The subtle Jesuit cardinal shook his head,
And mildly looked and said,

It mattered not a jot

Whether the thing, indeed, were so or not;

Religion must be kept up, and the Church preserved, And for the people this best served.

And then he turned, and added most demurely, 'Whatever may befal,

We Catholics need no evidence at all,

The holy father is infallible, surely!'

And English canons heard,
And quietly demurred.

Religion rests on evidence, of course,
And on inquiry we must put no force.
Difficulties still, upon whatever ground,
Are likely, almost certain, to be found.
The Theist scheme, the Pantheist, one and all,
Must with, or e'en before, the Christian fall.
And till the thing were plainer to our eyes,
To disturb faith was surely most unwise.
As for the Shade, who trusted such narration?
Except, of course, in ancient revelation.

And dignitaries of the Church came by.

It had been worth to some of them, they said,
Some hundred thousand pounds a year a head.
If it fetched so much in the market, truly,
'Twas not a thing to be given up unduly.
It had been proved by Butler in one way,
By Paley better in a later day;

It had been proved in twenty ways at once,
By many a doctor plain to many a dunce;
There was no question but it must be so.

And the Shade answered, that He did not know;
He had no reading, and might be deceived,
But still He was the Christ, as He believed.

And women, mild and pure,

Forth from still homes and village schools did pass,

And asked, if this indeed were thus, alas,

What should they teach their children and the poor?
The Shade replied, He could not know,

But it was truth, the fact was so.

*

Who had kept all commandments from his youth
Yet still found one thing lacking,—even Truth :
And the Shade only answered, 'Go, make haste,
Enjoy thy great possessions as thou may'st.'

[From Dipsychus.]

ISOLATION.

Where are the great, whom thou would'st wish to praise thee? Where are the pure, whom thou would'st choose to love thee! Where are the brave, to stand supreme above thee,

Whose high commands would cheer, whose chidings raise thee? Seek, seeker, in thyself; submit to find

In the stones, bread, and life in the blank mind.

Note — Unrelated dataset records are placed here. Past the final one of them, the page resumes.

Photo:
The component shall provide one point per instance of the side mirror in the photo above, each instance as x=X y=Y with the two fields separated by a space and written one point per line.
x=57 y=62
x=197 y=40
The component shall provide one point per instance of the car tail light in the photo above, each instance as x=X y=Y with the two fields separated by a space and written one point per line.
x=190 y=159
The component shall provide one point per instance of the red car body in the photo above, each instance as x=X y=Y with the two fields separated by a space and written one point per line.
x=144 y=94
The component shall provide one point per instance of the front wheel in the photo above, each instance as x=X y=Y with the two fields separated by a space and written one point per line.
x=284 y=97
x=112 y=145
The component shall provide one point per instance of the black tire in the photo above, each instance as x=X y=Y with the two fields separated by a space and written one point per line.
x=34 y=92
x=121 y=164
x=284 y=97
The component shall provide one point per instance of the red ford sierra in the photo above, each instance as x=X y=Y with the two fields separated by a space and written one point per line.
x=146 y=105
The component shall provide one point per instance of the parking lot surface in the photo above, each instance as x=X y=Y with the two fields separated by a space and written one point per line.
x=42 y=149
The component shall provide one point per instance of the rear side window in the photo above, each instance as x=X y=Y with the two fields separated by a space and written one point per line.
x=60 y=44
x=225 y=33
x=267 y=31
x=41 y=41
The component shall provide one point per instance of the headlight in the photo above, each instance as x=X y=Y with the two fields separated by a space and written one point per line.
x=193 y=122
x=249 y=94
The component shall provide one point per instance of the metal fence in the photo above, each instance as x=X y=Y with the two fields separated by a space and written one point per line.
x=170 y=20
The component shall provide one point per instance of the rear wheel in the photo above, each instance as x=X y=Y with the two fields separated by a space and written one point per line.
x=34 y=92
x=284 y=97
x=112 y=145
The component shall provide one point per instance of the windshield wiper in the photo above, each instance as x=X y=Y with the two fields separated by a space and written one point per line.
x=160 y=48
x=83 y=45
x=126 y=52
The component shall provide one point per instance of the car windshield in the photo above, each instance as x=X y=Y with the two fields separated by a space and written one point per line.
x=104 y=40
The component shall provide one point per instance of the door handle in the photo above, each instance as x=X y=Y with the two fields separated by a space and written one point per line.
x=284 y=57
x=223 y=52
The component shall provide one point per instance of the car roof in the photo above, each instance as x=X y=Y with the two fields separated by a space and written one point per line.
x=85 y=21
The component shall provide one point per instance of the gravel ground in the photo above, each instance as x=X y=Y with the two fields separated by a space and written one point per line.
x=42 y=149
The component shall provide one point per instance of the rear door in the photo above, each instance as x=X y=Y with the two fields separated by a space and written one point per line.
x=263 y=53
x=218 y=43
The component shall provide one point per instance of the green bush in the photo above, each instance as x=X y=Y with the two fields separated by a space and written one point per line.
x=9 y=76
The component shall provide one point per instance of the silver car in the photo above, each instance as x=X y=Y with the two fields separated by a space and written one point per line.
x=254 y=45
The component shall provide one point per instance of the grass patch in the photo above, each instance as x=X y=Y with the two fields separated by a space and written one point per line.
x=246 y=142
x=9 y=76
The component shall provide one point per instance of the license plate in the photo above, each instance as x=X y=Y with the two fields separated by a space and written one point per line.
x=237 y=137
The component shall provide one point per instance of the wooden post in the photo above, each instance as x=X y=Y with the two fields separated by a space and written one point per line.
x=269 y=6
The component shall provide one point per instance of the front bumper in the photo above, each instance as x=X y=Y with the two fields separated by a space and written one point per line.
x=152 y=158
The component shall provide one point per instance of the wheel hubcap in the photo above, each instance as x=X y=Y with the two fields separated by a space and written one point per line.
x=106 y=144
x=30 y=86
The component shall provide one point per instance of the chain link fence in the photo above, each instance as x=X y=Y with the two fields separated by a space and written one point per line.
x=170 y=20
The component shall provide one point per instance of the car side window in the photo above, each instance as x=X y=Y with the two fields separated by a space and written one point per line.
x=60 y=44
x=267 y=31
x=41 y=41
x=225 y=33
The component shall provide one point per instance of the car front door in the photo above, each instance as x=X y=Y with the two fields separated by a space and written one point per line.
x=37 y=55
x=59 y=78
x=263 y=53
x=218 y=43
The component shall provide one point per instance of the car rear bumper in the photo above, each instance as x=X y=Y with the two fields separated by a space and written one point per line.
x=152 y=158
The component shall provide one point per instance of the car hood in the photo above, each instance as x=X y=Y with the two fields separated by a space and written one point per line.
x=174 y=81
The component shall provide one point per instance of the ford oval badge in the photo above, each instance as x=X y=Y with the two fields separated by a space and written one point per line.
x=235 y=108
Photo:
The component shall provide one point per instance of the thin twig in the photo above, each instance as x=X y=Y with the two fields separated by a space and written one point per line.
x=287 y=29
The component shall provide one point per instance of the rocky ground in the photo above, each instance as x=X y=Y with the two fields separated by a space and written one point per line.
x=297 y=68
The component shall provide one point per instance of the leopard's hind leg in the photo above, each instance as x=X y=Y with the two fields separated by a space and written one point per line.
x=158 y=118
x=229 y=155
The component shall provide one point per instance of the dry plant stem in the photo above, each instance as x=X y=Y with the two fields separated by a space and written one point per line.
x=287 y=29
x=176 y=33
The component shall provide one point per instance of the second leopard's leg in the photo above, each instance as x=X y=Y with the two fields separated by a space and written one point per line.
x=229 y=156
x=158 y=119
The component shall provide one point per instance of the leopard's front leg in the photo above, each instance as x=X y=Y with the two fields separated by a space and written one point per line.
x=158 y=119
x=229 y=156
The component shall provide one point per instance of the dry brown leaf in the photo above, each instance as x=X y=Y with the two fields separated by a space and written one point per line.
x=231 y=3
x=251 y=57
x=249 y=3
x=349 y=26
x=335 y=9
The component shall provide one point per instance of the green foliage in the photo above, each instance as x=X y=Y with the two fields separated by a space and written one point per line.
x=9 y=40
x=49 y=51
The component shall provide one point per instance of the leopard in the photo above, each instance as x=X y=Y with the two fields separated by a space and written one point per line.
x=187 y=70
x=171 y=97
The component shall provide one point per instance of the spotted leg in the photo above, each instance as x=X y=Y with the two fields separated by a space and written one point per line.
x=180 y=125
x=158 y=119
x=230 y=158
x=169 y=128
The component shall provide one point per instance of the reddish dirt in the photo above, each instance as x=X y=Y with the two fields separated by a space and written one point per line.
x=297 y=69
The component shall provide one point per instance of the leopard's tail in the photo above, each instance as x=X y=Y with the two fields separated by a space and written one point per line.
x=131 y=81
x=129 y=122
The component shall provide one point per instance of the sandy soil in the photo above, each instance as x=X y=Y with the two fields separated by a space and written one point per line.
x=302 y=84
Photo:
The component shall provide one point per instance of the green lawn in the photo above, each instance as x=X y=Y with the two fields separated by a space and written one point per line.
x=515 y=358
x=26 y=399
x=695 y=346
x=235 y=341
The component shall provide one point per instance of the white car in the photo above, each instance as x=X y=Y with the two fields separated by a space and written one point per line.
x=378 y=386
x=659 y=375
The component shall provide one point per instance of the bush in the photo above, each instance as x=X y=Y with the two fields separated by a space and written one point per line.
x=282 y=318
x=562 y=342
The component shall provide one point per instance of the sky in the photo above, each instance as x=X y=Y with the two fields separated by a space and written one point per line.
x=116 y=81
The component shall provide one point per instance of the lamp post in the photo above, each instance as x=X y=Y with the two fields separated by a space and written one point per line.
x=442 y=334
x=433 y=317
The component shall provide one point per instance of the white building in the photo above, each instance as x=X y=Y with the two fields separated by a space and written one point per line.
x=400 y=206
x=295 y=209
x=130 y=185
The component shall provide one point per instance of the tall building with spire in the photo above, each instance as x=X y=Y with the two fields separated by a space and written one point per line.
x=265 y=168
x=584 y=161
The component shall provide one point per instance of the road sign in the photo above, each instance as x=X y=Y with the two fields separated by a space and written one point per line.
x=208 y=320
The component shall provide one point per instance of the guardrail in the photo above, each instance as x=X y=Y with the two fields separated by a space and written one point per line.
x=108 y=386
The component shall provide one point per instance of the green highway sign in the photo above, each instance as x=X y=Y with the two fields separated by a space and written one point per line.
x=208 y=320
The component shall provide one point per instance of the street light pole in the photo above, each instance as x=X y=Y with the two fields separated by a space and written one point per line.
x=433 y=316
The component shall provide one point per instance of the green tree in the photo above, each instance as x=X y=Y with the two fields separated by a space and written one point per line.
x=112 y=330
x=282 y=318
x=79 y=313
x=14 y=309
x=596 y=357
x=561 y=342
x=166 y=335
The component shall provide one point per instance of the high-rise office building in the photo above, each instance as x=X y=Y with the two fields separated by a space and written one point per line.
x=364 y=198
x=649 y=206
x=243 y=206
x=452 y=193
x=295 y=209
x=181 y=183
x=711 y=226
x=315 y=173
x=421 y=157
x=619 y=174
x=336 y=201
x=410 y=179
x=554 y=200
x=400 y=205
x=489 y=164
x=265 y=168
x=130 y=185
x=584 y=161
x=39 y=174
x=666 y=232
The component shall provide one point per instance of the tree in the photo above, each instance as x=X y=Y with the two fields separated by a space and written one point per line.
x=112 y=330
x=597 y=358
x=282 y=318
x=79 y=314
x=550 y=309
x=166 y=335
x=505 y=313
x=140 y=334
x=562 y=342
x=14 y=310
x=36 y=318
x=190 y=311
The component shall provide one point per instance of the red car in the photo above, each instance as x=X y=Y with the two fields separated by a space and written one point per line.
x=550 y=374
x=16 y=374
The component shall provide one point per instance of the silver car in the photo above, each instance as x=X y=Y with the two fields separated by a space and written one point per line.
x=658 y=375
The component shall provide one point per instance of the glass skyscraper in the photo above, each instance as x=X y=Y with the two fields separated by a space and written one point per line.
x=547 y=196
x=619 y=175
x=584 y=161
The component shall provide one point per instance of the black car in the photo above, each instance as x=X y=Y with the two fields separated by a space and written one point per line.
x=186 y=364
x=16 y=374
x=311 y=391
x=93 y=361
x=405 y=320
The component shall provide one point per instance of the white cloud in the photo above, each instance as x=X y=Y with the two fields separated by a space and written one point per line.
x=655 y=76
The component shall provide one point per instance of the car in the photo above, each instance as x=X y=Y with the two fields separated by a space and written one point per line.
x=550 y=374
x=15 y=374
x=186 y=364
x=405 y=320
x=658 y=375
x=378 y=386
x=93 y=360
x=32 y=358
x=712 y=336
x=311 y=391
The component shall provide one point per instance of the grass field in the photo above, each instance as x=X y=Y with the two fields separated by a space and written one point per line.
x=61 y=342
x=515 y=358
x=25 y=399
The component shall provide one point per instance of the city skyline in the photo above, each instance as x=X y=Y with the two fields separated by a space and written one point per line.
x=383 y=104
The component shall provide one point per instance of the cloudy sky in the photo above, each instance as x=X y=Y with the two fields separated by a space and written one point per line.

IN VENICE; DIPSYCHUS SPEAKS.

O happy hours!

O compensation ample for long days

Of what impatient tongues call wretchedness!
O beautiful, beneath the magic moon,

To walk the watery way of palaces!

O beautiful, o'ervaulted with gemmed blue,
This spacious court, with colour and with gold,
With cupolas, and pinnacles, and points.
And crosses multiplex, and tips and balls
(Wherewith the bright stars unreproving mix,
Nor scorn by hasty eyes to be confused);
Fantastically perfect this low pile

Of Oriental glory; these long ranges

Of classic chiselling, this gay flickering crowd,

And the calm Campanile. Beautiful!

O, beautiful! and that seemed more profound,
This morning by the pillar when I sat
Under the great arcade, at the review,

And took, and held, and ordered on my brain
The faces, and the voices, and the whole mass
O' the motley facts of existence flowing by!
O perfect, if 'twere all! But it is not;
Hints haunt me ever of a more beyond:

I am rebuked by a sense of the incomplete,
Of a completion ever soon assumed,
Of adding up too soon. What we call sin,
I could believe a painful opening out

Of paths for ampler virtue. The bare field,
Scant with lean ears of harvest, long had mocked
The vext laborious farmer; came at length
The deep plough in the lazy undersoil
Down-driving; with a cry earth's fibres crack,
And a few months, and lo! the golden leas,
And autumn's crowded shocks and loaded wains.
Let us look back on life; was any change,
Any now blest expansion, but at first

A pang, remorse-like, shot to the inmost seats
Of moral being? To do anything,

Distinct on any one thing to decide,

To leave the habitual and the old, and quit

The easy-chair of use and wont, seems crime

To the weak soul, forgetful how at first

Sitting down seemed so too. And, oh! this woman's

heart,

Fain to be forced, incredulous of choice,

And waiting a necessity for God.

Yet I could think, indeed, the perfect call

Should force the perfect answer.

If the voice

Ought to receive its echo from the soul,

Wherefore this silence? If it should rouse my being,
Why this reluctance? Have I not thought o'ermuch

Of other men, and of the ways of the world?
But what they are, or have been, matters not.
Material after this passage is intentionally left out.